[LU-12122] Deadlock with check_routers_before_use and discovery Created: 26/Mar/19 Updated: 03/Jan/20 Resolved: 26/Mar/19 |
|
| Status: | Closed |
| Project: | Lustre |
| Component/s: | None |
| Affects Version/s: | Lustre 2.12.0 |
| Fix Version/s: | None |
| Type: | Bug | Priority: | Minor |
| Reporter: | Chris Horn | Assignee: | WC Triage |
| Resolution: | Not a Bug | Votes: | 0 |
| Labels: | None | ||
| Severity: | 3 |
| Rank (Obsolete): | 9223372036854775807 |
| Description |
|
I found this issue when testing Amir's new patches (see https://review.whamcloud.com/#/c/33651/9), but I believe the issue exists in current master. LNetNIInit() calls lnet_monitor_thr_start() -> lnet_router_post_mt_start() -> lnet_wait_known_routerstate() lnet_wait_known_routerstate() will wait indefinitely until all gateways have been discovered. However, the discovery thread is not started until after lnet_monitor_thr_start() returns. Thus, LNet never finishes starting.
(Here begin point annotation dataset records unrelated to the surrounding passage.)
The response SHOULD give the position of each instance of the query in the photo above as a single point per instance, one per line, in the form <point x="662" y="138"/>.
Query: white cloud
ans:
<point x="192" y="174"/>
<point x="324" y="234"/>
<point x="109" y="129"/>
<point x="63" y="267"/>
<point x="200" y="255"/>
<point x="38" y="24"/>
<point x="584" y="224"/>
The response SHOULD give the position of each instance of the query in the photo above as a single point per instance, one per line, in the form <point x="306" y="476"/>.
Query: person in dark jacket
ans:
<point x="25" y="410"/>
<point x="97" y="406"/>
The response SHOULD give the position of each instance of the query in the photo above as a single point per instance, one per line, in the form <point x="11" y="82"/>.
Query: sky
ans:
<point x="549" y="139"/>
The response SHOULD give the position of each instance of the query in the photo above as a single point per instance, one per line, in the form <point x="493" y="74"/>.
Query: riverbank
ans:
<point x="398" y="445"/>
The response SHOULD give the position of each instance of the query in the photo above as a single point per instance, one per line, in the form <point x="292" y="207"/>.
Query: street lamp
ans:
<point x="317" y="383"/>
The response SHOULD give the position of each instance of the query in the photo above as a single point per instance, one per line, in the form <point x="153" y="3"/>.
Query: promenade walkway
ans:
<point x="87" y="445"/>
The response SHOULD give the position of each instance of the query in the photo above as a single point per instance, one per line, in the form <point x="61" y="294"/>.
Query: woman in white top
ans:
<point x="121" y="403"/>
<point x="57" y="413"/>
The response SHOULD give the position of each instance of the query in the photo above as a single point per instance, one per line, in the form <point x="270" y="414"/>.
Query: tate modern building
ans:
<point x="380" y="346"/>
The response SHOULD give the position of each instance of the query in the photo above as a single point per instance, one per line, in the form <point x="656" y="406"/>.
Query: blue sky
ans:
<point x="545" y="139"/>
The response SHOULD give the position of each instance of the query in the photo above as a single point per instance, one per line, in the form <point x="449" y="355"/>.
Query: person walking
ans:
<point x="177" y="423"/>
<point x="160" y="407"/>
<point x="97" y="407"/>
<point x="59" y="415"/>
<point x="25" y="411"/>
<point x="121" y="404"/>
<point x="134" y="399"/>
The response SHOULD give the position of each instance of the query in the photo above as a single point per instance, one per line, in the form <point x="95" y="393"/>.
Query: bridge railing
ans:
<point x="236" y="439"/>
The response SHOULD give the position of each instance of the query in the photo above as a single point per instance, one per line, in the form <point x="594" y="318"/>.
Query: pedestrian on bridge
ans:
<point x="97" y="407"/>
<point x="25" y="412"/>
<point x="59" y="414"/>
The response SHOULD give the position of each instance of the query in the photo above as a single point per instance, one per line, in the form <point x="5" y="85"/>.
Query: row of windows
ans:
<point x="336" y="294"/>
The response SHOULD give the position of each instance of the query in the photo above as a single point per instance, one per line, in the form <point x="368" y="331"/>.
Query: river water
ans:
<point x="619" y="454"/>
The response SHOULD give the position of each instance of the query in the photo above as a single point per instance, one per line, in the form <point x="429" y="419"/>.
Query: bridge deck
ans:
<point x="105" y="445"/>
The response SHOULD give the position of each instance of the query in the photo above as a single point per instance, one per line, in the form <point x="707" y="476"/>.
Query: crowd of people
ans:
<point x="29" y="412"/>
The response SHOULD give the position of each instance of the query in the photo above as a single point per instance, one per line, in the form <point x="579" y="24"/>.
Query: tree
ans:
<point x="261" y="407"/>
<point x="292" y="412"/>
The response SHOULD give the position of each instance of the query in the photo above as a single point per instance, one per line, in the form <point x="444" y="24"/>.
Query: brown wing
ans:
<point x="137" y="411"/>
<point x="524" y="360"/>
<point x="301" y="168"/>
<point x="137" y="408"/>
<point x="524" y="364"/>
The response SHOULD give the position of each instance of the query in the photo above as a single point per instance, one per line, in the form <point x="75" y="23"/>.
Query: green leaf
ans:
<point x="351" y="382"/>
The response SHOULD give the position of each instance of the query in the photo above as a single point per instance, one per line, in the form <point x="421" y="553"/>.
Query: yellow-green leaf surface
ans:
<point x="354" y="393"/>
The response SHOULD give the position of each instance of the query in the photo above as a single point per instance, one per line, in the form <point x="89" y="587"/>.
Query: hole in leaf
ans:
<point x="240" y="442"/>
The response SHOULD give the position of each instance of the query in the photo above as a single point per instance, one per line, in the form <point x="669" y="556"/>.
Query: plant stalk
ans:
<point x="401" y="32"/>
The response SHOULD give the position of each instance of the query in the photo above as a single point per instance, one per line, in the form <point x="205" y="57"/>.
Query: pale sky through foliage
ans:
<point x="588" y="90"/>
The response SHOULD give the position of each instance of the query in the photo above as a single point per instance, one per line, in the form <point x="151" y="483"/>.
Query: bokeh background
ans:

Logs slowly fill with: [7073564.123980] LNetError: 31952:0:(router.c:873:lnet_check_routers()) Failed to discover router 192.168.2.26@tcp4 Reproduced on simple three node VM. The LNet configuration: sles15build01:/etc/modprobe.d # pdsh -w sles15build01,sles15c01,sles15s01 cat /etc/modprobe.d/lnet.conf | dshbak -c ---------------- sles15s01 ---------------- options lnet networks="tcp(eth0)" options lnet routes="tcp4 192.168.2.26@tcp" options lnet lnet_peer_discovery_disabled=0 options lnet check_routers_before_use=1 ---------------- sles15c01 ---------------- options lnet ip2nets="tcp4(eth0) 192.168.*.*; tcp99(eth0) 192.168.*.*" options lnet routes="tcp 192.168.2.26@tcp4" options lnet lnet_peer_discovery_disabled=0 options lnet check_routers_before_use=1 ---------------- sles15build01 ---------------- options lnet ip2nets="tcp(eth0) 192.168.*.*; tcp4(eth1) 192.168.*.*; tcp99(eth1) 192.168.*.*" options lnet forwarding=enabled options lnet lnet_peer_discovery_disabled=0 sles15build01:/etc/modprobe.d # Attempt to start LNet: sles15build01:/etc/modprobe.d # pdsh -w sles15build01,sles15c01,sles15s01 pdsh> modprobe lnet pdsh> lctl net up sles15build01: LNET configured LNet can start on the node acting as a router, but the hangs indefinitely on the other two nodes. |
| Comments |
| Comment by Chris Horn [ 26/Mar/19 ] |
|
In trying out a quick fix for this issue I noticed that 'lctl net up' will hang if check_routers_before_use is enabled but the routers don't have lnet loaded |
| Comment by Chris Horn [ 26/Mar/19 ] |
|
I must've gotten mixed-up when checking whether this bug exists in master. The switch from the router_checker_thread to the monitoring thread is in master, but this bug is only introduced by amir's patch to replace the router pings with discovery under |
| Comment by Malcolm Haak - NCI (Inactive) [ 02/Jan/20 ] |
|
This needs to be reopened.
We had all of production go down due to lustre servers not being able to resolve the status of lnet routers. |
| Comment by Peter Jones [ 02/Jan/20 ] |
|
mhaakddn rather than reopening ancient similar tickets, please open a new ticket with the details of the incident for analysis. |
| Comment by Chris Horn [ 02/Jan/20 ] |
| Comment by Malcolm Haak - NCI (Inactive) [ 03/Jan/20 ] |
|
@Chris Horn, That would appear to be it. |